Home > Mobile >  Can I use the ALL operator to test that all values of a "group" exist in another query/set
Can I use the ALL operator to test that all values of a "group" exist in another query/set

Time:03-11

  • I have this database for a CS/database-theory homework question for a hypothetical movie store company:
    • For those who might be unfamiliar with the concept, a movie store is a retail location where patrons can film productions on VHS tape, or this newfangled format called "DVD".
      • Who knows, maybe some time in the distant, far-off, future we might be able to view movies directly over the Internet?
    • The DDL and sample data is below.
  • I need to write a query that will show all movies that are available in all three Chicago stores: (WI01, WI02, and WI03).
    • By looking at the raw data below ourselves, we can see that only these 3 movieId values (D00001, D00006, and D00007) have movie_store rows for every store located in Chicago.
CREATE TABLE movie (
    movieId varchar(6)   NOT NULL PRIMARY KEY, 
    title   nvarchar(50) NOT NULL
);

CREATE TABLE store (
    storeId varchar(4)   NOT NULL PRIMARY KEY, 
    city    nvarchar(20) NOT NULL
);

CREATE TABLE movie_store (
    movieid varchar(6) FOREIGN KEY REFERENCES movie ( movieId ),
    storeid varchar(4) FOREIGN KEY REFERENCES store ( storeId ),

    PRIMARY KEY ( movieId, storeId )
);

GO

INSERT INTO movie ( movieId, title )
VALUES
('D00001', N'True Lies'),
('D00002', N'Predator'),
('D00003', N'Last Action Hero'),
('D00004', N'Red Heat'),
('D00005', N'Conan 1'),
('D00006', N'Conan 2'),
('D00007', N'Red Sonja');

INSERT INTO store ( storeId, city ) VALUES
('WI01', N'Chicago'),
('WI02', N'Chicago'),
('WI03', N'Chicago'),
('IL01', N'Atlanta'),
('IL02', N'Nashville');

INSERT INTO movie_store ( movieId, storeId ) VALUES
-- True Lies:
('D00001', 'WI01'),
('D00001', 'WI02'),
('D00001', 'WI03'),
-- 'Predator:
('D00002', 'IL01'),
('D00002', 'IL02'),
-- Last Action Hero:
('D00003', 'WI01'),
-- Red Heat:
('D00004', 'WI01'),
('D00004', 'WI02'),
('D00004', 'IL02'),
-- Conan 1:
('D00005', 'WI01'),
('D00005', 'WI02'),
-- Conan 2:
('D00006', 'WI01'),
('D00006', 'WI02'),
('D00006', 'WI03'),
-- Red Sonja:
('D00007', 'WI01'),
('D00007', 'WI02'),
('D00007', 'WI03'); 
  • During my problem-solving research I found a site explaining the ALL operator.
    • My query is getting unique storeIds for Chicago.
    • It is then trying to get the movie title with a storeId record for each one of the Chicago locations.
WITH chicagoStores AS (
    SELECT DISTINCT
        storeId
    FROM
        store 
    WHERE
        city = 'Chicago'
)
SELECT DISTINCT
    m.title
FROM
    movie AS m
    INNER JOIN movie_store AS y ON m.movieid = y.movieid
    INNER JOIN store       AS s ON y.storeid = s.storeid
WHERE
    s.storeId = ALL( SELECT storeId FROM chicagoStores ) 

But my query returns zero rows (and no errors), am I misunderstanding the ALL operator?

CodePudding user response:

It appears I had the wrong idea about ALL. I realized I could write my query this way to get the movies that appeared in all Chicago locations.

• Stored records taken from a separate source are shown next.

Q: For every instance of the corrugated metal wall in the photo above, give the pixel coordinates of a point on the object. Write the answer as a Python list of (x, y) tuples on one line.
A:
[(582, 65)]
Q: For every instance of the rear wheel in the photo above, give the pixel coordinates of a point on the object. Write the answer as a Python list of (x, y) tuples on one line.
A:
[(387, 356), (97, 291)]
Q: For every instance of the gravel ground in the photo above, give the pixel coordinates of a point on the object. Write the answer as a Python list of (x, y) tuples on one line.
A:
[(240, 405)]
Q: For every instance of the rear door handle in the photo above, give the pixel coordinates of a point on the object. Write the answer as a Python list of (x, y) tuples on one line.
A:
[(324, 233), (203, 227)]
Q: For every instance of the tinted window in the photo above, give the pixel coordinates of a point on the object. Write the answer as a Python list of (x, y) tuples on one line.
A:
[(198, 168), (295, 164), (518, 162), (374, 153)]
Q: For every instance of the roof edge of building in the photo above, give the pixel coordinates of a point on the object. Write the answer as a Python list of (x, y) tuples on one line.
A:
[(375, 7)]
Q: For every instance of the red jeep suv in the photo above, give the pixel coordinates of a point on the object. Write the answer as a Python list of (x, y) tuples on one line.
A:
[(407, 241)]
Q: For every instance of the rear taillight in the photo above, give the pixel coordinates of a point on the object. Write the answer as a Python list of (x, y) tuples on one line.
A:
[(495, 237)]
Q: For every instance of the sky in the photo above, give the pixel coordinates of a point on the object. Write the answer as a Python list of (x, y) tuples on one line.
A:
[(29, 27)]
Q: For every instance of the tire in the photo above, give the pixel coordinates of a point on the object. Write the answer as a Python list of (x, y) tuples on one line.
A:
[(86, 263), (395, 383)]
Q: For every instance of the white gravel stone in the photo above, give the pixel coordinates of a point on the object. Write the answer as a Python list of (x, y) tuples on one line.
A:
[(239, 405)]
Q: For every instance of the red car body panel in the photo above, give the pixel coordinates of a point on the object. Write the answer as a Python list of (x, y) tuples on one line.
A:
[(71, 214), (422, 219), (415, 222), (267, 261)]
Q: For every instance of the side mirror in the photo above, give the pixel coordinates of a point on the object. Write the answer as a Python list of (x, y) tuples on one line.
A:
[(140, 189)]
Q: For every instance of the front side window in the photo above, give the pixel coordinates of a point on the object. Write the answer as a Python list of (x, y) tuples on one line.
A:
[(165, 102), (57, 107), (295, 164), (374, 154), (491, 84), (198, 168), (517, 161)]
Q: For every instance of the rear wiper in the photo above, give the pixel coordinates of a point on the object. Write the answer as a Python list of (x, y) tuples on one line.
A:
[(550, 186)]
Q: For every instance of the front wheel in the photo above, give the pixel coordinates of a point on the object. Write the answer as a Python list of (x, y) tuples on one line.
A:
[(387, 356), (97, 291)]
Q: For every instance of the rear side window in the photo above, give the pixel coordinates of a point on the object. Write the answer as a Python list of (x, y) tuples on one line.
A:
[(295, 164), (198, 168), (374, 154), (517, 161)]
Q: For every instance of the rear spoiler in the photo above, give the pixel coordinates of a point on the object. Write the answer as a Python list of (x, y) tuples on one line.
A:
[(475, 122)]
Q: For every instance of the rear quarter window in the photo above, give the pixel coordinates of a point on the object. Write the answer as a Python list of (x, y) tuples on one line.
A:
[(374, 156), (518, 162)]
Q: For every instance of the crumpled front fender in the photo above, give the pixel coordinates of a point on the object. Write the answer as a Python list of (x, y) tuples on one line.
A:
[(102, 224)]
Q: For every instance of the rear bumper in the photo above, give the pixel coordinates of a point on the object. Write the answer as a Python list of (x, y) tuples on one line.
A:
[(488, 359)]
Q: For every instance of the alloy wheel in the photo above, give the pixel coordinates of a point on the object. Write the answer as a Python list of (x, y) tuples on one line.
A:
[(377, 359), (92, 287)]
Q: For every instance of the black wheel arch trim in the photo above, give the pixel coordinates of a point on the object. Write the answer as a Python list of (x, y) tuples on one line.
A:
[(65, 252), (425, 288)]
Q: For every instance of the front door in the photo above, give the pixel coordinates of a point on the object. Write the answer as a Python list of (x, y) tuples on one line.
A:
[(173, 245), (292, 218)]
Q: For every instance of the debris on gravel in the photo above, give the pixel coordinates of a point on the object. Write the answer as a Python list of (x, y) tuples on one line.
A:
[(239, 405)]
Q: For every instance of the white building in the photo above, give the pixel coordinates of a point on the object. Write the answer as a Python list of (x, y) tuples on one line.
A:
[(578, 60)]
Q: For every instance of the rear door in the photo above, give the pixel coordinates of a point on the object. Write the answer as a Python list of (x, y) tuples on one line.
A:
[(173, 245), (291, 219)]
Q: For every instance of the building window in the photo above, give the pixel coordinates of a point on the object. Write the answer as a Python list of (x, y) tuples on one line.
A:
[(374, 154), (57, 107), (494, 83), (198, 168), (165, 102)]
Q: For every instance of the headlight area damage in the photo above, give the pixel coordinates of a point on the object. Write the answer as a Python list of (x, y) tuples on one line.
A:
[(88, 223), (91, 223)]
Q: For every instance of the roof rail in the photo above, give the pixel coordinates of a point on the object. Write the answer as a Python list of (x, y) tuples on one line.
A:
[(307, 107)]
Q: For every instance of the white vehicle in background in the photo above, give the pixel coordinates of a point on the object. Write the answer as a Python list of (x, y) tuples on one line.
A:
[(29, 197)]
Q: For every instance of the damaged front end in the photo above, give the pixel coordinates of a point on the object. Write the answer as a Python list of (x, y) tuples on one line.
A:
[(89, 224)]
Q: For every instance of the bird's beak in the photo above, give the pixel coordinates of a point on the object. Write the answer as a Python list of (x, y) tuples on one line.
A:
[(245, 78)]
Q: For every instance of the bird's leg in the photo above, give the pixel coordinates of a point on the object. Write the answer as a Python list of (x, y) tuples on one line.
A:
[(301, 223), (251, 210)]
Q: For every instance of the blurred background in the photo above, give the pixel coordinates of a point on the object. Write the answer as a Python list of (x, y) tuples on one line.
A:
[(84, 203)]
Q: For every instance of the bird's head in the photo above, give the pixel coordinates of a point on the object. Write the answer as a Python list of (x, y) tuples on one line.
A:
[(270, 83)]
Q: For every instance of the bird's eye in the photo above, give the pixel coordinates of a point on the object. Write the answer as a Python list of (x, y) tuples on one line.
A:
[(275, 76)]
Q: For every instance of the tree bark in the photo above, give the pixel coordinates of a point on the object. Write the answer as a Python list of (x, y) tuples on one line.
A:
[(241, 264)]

Thanks for your help everyone.

with stores as (
    select count(distinct(storeid)) as count_store
    from store 
    where city = 'Chicago'
),
     count_movies as (
    select z.title, count(*) as count
    from movie z
    join movie_store y on (z.movieid = y.movieid)
    join store x on (y.storeid = x.storeid)
    where x.city = 'Chicago'
    group by z.title
    having count(*) = (select count_store from stores)
)
select title from count_movies

CodePudding user response:

This can be done without a window and without mentioning chicago 2 times

select m.title,
       s.city
from   store s
  inner join movie_store ms on s.storeid = ms.storeid
  inner join movie m on ms.movieid = m.movieid
  cross apply (select count(1) numbers from store s2 where s2.city = s.city group by s2.city) c
where  s.city = 'Chicago'
group by m.title, s.city, c.numbers
having  count(s.storeid) = c.numbers

Try it yourself at this DBFiddle

CodePudding user response:

After plugging-away for a bit more, and reading this article on Relational Division, I think I've found a much shorter query compared to my original answer:

SELECT
    m.movieId,
    m.title
FROM
    movie AS m
WHERE
    NOT EXISTS (
        SELECT m.movieId, s.storeId FROM store       AS s WHERE city = 'Chicago'
        EXCEPT
        SELECT r.movieId, r.storeId FROM movie_store AS r WHERE r.movieId = m.movieId
    );

The explanation below is based on this slightly longer-form version which is otherwise identical in its relational-calculus:

WITH chicagoStores AS (
    SELECT storeId FROM store WHERE city = 'Chicago'
)
SELECT
    m.movieId,
    m.title
FROM
    movie AS m
WHERE
    NOT EXISTS (
        -- Generate rows we'd *expect to exist* if a given `m.movieId` is present in every Chicago storeId:
        SELECT
            m.movieId,
            s.storeId
        FROM
            chicagoStores AS s

        -- Then subtract the `movie_store` rows that *actually exist* for this m.movieId:
        EXCEPT

        SELECT
            a.movieId,
            a.storeId
        FROM
            movie_store AS a
        WHERE
            a.movieId = m.movieId
    );
  • Generate the same chicagoStores set.
  • Then, filter movieId values in movie (in WHERE) by...
    • Generate a set of hypothetical movieId, storeId tuples (for that specific movieId value) from chicagoStores...
    • ...and subtract that from the actual rows in movie_store (using EXCEPT)...
      • This is the same thing as whatIfEveryChicagoStoreHadEveryMovie from my original answer, but computed on a a per-row basis, instead of (conceptually) generating the ( movies X stores ) EXCEPT movie_store Cartesian Product subtraction all-at-once.
        • ...with the implication that this might require less maximum total memory on the database-server, but that's entirely dependent on the execution-plan and DB engine.
    • ...and if there are any hypothetical rows remaining (using EXISTS) after the EXCEPT then it means that the movieId is not available in all Chicagoan stores.
    • So if we invert the predicate (NOT EXISTS) then that means we can test to see if a specific movieId value is available in all Chicagoan stores.
      • But be careful as it would also have false-posities when/if the chicagoStores collection was empty (as NOT EXISTS ( x EXCEPT y ) is always true when x is empty, even if y is also empty.
        • As a workaround, change FROM movie to FROM anyChicagoStoreMovieIds (where anyChicagoStoreMovieIds is defined in my other answer).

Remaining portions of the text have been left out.